Maybe it was the fresh sea air; maybe it was getting out from behind those desks in the classroom. Whatever it was, it gave me a glimpse into the hearts of these budding teenagers who showed me a side of themselves most teachers never see - that of confident and expert learners.

I marveled at the pixie who, with her black nail polish, nose ring, and chains dangling from her hips, gathered a cast net back together, held one end in her teeth before throwing over the edge of the dock into a perfect wide circle into the waiting water. Moments later she pulled the net up and counted her catch - about 10 pinfish and one small blowfish! Just as expertly she picked up each one and threw it back into the water.

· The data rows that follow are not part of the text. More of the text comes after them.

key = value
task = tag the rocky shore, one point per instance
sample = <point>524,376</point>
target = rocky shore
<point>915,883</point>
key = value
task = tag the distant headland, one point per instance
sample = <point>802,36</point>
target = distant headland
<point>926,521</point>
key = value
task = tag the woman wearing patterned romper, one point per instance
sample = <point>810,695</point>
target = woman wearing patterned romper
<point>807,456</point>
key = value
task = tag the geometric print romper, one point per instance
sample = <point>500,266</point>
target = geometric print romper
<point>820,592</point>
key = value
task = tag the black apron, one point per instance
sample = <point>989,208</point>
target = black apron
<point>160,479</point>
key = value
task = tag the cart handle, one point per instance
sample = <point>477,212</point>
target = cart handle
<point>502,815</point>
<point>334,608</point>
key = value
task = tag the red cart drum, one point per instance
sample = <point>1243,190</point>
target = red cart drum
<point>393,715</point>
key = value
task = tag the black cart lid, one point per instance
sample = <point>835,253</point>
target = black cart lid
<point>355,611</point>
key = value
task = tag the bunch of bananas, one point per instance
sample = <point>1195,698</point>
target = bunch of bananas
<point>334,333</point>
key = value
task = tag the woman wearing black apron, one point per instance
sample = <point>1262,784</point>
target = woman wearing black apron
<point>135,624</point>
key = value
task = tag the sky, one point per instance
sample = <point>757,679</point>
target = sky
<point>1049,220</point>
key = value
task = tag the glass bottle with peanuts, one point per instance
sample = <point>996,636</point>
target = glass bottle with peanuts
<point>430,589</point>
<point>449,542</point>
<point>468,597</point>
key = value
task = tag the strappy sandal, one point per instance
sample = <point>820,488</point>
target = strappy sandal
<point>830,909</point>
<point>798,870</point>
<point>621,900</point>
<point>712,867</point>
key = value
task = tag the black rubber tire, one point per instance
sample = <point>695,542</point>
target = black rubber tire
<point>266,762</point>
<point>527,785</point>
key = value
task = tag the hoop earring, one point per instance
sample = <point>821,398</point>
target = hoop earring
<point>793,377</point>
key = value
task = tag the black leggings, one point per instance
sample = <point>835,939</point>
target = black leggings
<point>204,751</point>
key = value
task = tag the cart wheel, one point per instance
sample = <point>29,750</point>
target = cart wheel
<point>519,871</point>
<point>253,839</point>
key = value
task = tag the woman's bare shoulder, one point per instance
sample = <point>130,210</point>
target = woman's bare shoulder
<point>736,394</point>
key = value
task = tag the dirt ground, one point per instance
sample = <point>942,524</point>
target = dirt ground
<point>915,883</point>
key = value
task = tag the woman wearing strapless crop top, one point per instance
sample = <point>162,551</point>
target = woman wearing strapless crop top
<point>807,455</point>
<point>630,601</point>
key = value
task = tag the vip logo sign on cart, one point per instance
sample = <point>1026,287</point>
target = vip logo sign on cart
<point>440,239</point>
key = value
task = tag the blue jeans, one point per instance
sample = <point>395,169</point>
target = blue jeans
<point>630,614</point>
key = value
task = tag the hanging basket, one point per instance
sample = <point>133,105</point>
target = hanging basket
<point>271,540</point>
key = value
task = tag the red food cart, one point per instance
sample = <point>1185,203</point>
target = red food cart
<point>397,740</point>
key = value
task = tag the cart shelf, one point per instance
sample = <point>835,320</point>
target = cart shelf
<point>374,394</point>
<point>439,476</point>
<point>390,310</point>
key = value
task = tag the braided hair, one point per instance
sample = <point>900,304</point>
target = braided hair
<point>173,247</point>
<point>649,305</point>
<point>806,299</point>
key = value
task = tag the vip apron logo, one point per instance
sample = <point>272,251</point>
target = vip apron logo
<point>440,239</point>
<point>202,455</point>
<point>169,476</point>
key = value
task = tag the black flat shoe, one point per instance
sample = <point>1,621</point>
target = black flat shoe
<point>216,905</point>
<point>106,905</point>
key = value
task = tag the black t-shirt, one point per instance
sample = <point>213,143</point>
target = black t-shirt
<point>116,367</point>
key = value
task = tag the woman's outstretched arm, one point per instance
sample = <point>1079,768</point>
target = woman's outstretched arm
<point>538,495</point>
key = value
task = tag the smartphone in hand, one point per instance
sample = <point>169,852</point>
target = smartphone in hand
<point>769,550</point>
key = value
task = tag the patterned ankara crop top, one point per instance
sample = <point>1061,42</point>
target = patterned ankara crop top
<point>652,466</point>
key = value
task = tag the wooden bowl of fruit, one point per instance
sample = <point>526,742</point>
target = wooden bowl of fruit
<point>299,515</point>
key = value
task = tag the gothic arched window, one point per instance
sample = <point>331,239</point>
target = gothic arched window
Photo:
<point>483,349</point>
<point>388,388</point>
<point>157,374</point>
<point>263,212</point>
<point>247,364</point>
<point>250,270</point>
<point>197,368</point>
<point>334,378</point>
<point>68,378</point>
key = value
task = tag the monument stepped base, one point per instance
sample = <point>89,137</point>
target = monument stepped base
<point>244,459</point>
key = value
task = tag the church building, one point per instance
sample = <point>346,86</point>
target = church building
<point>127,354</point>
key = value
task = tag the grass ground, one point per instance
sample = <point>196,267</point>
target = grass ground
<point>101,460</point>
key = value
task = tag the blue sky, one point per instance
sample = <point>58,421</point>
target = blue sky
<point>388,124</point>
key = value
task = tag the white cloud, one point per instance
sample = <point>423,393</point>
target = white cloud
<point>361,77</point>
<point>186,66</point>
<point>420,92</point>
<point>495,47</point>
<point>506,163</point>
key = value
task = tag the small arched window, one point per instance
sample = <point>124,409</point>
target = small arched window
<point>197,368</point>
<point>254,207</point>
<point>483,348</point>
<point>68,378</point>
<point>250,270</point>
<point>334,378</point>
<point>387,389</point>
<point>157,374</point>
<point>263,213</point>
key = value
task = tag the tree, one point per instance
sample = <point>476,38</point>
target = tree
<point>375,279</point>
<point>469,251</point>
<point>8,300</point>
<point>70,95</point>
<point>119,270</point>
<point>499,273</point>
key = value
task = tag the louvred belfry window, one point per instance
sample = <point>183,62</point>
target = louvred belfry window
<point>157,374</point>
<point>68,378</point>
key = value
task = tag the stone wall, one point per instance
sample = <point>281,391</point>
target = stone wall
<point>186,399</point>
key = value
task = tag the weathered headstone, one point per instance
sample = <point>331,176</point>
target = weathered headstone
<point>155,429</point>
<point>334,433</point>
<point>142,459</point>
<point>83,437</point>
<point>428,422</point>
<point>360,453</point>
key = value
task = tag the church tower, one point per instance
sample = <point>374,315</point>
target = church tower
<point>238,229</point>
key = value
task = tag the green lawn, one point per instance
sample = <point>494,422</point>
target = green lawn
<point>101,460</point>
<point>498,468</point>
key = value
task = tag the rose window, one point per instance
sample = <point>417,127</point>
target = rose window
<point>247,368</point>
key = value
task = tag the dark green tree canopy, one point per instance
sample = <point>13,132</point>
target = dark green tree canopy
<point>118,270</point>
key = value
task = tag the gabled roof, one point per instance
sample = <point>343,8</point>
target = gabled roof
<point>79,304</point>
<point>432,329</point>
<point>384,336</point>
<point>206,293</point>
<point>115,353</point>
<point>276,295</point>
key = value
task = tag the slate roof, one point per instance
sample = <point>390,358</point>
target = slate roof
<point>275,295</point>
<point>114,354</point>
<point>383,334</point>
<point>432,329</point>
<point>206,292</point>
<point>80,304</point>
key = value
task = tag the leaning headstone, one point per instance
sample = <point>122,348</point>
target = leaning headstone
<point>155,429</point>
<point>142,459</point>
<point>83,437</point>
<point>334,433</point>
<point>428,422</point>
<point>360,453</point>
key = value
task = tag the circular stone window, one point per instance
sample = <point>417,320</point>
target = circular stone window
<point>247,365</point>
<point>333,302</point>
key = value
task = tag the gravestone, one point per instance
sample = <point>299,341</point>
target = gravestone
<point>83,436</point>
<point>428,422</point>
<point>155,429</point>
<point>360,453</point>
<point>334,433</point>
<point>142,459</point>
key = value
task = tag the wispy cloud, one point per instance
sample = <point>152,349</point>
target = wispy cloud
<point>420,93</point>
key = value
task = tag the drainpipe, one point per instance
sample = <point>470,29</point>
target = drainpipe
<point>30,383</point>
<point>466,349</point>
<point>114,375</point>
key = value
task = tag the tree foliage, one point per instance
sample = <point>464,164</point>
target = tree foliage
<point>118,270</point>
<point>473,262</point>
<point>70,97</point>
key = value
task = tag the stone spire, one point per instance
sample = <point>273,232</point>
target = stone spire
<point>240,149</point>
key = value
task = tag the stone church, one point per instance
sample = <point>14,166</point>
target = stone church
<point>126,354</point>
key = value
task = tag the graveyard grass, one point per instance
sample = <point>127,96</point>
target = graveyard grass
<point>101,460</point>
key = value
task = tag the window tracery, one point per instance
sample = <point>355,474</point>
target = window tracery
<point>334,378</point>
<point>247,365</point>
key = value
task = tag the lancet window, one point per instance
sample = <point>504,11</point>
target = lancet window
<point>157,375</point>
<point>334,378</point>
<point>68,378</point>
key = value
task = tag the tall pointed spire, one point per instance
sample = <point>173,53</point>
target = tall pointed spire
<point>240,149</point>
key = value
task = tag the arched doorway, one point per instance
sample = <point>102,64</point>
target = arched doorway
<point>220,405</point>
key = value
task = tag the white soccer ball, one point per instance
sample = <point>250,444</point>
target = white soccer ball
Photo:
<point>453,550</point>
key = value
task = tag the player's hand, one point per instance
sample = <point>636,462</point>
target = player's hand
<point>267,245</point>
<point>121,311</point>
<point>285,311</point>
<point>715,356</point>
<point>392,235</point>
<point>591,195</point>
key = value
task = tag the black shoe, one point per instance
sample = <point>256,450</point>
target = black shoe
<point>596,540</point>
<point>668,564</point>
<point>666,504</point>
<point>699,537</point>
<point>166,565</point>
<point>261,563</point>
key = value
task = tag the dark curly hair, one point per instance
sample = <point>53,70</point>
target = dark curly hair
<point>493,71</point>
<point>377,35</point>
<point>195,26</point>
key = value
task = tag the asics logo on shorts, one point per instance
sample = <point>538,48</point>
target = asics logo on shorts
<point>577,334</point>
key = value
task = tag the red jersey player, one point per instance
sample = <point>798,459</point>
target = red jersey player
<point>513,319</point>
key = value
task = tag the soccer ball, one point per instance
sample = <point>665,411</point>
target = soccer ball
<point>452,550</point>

She knew from experience which were worth keeping and which weren't. Catch and release - that's how we do things on dock day.

We spend so much time trying to keep kids in a box of our making. Although the parameters are usually for their safety, I wonder how many of us say "No" more often than we say "Yes." Those things we say "No" to aren't always to keep our kids safe. They are for our convenience as parents and teachers. It seems easier to say "No."

The problem is that the more we say "No" the less opportunities our children will have to experience the world around them. Their strengths, their talents, their gifts may not show up until we say "Yes." We can let them experience the world and cast a wide net of experience. We don't have to accept everything they catch though. We can teach them how to identify what they catch in their nets as worth keeping or not. Help them learn how to catch and release.

Maybe then we will learn how to catch and release as well.